Bob Brockman, who faces federal charges for tax evasion and wire fraud, has stepped down as CEO and chairman of Reynolds and Reynolds Co., the company said Friday.
Tommy Barras, who in June was promoted to president and COO, will take over immediately as CEO of the privately held dealership management system giant, Reynolds said. Barras, 61, will keep the president and COO titles.
A chairman has not yet been named, a Reynolds spokesman said.
"I am both humbled and excited by the opportunity to lead this company," Barras said in a news release. "I have the benefit of the most talented senior executive leadership team with decades of automotive experience to lean on. We also have talented associates who are passionate about the business. That's an unbeatable combination and the future looks very bright."

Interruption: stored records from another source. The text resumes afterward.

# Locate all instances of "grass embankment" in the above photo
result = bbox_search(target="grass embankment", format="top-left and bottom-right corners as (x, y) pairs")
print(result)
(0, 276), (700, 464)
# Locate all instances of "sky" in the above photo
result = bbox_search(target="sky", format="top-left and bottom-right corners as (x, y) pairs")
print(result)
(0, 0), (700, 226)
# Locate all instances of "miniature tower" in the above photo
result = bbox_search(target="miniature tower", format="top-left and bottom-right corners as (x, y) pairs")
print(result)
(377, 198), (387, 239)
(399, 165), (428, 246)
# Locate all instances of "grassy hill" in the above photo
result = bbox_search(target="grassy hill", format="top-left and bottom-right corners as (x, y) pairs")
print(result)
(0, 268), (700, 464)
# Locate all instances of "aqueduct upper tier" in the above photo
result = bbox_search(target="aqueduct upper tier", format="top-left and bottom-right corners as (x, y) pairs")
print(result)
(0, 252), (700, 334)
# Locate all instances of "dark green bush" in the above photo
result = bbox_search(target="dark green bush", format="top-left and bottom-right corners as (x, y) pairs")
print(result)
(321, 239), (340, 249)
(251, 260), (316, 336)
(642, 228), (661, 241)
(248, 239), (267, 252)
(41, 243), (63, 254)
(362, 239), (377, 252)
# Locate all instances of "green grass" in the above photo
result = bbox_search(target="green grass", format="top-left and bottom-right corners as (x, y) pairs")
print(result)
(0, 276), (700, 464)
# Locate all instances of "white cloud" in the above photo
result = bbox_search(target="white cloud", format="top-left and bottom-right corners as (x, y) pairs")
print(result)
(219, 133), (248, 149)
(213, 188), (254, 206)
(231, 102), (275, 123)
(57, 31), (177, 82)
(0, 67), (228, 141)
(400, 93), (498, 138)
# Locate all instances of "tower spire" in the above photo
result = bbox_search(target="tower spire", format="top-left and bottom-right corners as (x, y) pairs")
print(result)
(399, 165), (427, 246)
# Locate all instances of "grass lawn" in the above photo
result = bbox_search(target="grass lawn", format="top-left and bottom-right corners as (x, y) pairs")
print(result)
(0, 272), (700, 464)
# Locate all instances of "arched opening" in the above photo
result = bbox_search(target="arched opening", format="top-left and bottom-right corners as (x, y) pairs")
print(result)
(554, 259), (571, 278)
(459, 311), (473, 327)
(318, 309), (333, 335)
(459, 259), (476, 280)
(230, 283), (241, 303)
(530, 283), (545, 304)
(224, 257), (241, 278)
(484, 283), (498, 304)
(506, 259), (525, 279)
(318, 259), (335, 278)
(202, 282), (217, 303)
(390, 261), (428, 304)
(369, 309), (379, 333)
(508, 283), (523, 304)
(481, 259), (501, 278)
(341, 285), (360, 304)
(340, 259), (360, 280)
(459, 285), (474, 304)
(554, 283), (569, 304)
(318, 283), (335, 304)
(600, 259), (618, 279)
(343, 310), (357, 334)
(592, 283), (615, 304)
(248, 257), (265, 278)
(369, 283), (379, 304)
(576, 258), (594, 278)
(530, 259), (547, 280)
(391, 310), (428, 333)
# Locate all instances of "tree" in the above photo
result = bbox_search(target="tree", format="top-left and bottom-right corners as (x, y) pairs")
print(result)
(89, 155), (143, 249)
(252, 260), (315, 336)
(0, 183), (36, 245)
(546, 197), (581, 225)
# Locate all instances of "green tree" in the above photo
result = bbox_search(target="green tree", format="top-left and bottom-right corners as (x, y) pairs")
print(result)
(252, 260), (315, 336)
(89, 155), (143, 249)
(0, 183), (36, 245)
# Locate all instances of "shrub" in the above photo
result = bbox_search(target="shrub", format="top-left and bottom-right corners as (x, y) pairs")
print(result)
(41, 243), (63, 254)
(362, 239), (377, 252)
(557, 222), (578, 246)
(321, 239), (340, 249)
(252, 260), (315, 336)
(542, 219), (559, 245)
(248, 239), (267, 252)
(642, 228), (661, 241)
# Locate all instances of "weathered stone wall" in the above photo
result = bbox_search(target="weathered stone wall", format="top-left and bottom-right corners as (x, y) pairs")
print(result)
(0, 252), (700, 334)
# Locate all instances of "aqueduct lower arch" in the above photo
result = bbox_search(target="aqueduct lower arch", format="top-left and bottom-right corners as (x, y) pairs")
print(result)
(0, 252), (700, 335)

The company did not immediately release a statement from Brockman.
Brockman last month was indicted in what the federal government is calling the "largest-ever tax charge against an individual in the United States." Prosecutors allege Brockman created an elaborate offshore scheme over two decades to evade taxes on $2 billion in income from private equity investments, including using business representatives to move money. He also faces charges of evidence tampering and destruction of evidence.
Reynolds and Reynolds, of Dayton, Ohio, has not been accused of wrongdoing in the government's case.
Brockman, 79, has pleaded not guilty to the charges and is free on bail. A court appearance is scheduled for next week to review his bail conditions.
Barras joined Reynolds and Reynolds in 1976, the company said. He previously served as executive vice president of software development.